The Missing ‘P’ Word in Climate Talks

COPENHAGEN — If you scan the most recent drafts of the climate agreement that delegates here are trying to complete, you’ll have a hard time finding the word population. I’m quite sure it’s not there. (Please let me know if you find it.) This is politically unsurprising, given how discussions of population growth inflame those fearing control measures, those with religious concerns about contraception and sometimes those seeing underpopulation where others see a problem. (There are other interesting reactions when the intersection of climate and population is explored.)

The importance of population size in gauging emissions trends was raised by Chinese officials here, who noted that their one-child policies reduced births by 400 million and emissions of carbon dioxide by some 18 million tons a year. In the first week of the meeting, Zhao Baige, vice minister of the National Population and Family Planning Commission, said the policies had some mixed consequences, with the country now aging and facing a paucity of girls. “I’m not saying that what we have done is 100 percent right, but I’m sure we are going in the right direction and now 1.3 billion people have benefited,” she said.

Overall, it’s clear that in a world heading toward +/- 9 billion people seeking decent lives, both numbers and habits matter enormously. In my recent chat with Ed Miliband, the lead British climate official here, I mentioned my piece from awhile ago examining how even a best-case scenario for emissions of carbon dioxide in a world with that many people leads to an enormous buildup of the gas. In that post, I’d picked 10 tons per person per year — Europe’s current emissions level — as the middle ground. Suppose the United States saw emissions drop to 10 and developing countries, with emissions typically 1 to 5 tons a year, rose to that level. You’d have 90 billion tons a year of carbon dioxide produced (emissions are now well over 30 billion tons a year).

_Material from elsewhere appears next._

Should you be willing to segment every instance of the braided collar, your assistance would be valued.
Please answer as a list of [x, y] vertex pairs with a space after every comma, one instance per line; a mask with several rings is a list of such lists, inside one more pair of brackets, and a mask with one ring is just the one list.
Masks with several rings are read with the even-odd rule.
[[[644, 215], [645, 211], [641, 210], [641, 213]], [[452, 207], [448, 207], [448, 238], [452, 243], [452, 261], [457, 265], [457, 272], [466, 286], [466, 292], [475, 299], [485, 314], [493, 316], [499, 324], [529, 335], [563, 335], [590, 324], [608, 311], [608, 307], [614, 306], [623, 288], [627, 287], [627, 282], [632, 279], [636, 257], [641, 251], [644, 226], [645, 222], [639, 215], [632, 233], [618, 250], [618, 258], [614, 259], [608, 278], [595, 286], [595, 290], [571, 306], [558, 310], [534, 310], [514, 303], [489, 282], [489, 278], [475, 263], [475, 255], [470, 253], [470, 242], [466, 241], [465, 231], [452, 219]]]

With Mr. Miliband, I mused on a world achieving Europe’s planned 2020 target of 6 tons per person per year (which is also where China’s emissions are projected to be around then). At 9 billion people, that’s 54 billion tons a year.

If you want to examine how trends in population, agriculture, climate and vulnerability interlace, Population Action International has created an interactive, interlaced set of maps allowing anyone to examine trends in numbers, agricultural production, temperature and resilience.

Sub-Saharan Africa, unsurprisingly, is a hot spot for vulnerability driven substantially by rising numbers of people. But it’s also a region where forecasts of impacts from global warming remain somewhat equivocal. So if population is poised to double in a region that is already regularly beset by epic droughts and devastating floods, and if building greenhouse gases are likely, but not certain, to exacerbate that pattern, how can population be excluded from any discussion of ways to limit exposure to climate risks?